Par frederic.chhum le 08/10/16

Monsieur X, de nationalité portugaise, a été engagé par la société de droit italien Enviai qui avait un établissement à Nice, par plusieurs contrats à durée déterminée, à partir du 6 février 2008.

Il a pris acte de la rupture de son contrat à compter du 2 mars 2011.

La Cour d’appel de Rennes a :

  • déclaré la juridiction prud'homale française incompétente pour statuer sur ses demandes en ce qui concerne sa relation de travail « avec la société Enviai sise à Ceranesi en Italie » ; et
  • renvoyé, sur ce point, le salarié à mieux se pourvoir, aux motifs que si les premiers contrats stipulent de façon claire le chantier naval de Saint-Nazaire comme lieu d'exécution du travail, il n'en est pas de même des contrats suivants dans le cadre desquels le salarié a travaillé en différents lieux de France et d'Italie ;

La Cour d’Appel a conclu qu’en l'absence de volonté claire des parties sur la localisation de l'emploi du salarié, les contrats litigieux ne relèvent pas de la compétence du conseil de prud'hommes de Saint-Nazaire.

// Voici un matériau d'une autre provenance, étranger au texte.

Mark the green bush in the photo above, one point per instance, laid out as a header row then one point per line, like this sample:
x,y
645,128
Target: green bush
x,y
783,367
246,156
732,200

Le salarié s’est pourvu en cassation.

Dans un arrêt du 28 septembre 2016, n°15-17288, la Cour de cassation casse l’arrêt de la Cour d’Appel de Rennes au visa de l’article 19, paragraphe 2, a), du Règlement (CE) n° 44/ 2001 du 22 décembre 2000 concernant la compétence judiciaire, la reconnaissance et l'exécution des décisions en matière civile et commerciale

 La Cour de cassation rappelle « qu'il résulte de ce texte qu'un employeur ayant son domicile sur le territoire d'un Etat membre peut être attrait dans un autre Etat membre devant le tribunal du lieu où le travailleur accomplit habituellement son travail ou devant le tribunal du dernier lieu où il a accompli habituellement son travail ; que le lieu de travail habituel est l'endroit où le travailleur accomplit la majeure partie de son temps de travail pour le compte de son employeur en tenant compte de l'intégralité de la période d'activité du travailleur ; qu'en cas de périodes stables de travail dans des lieux successifs différents, le dernier lieu d'activité devrait être retenu dès lors que, selon la volonté claire des parties, il a été décidé que le travailleur y exercerait de façon stable et durable ses activités ; que lorsque le salarié a effectué une succession de contrats à durée déterminée, il y a lieu en premier lieu de rechercher si ces contrats doivent être considérés dans leur ensemble pour déterminer une compétence juridictionnelle unique ».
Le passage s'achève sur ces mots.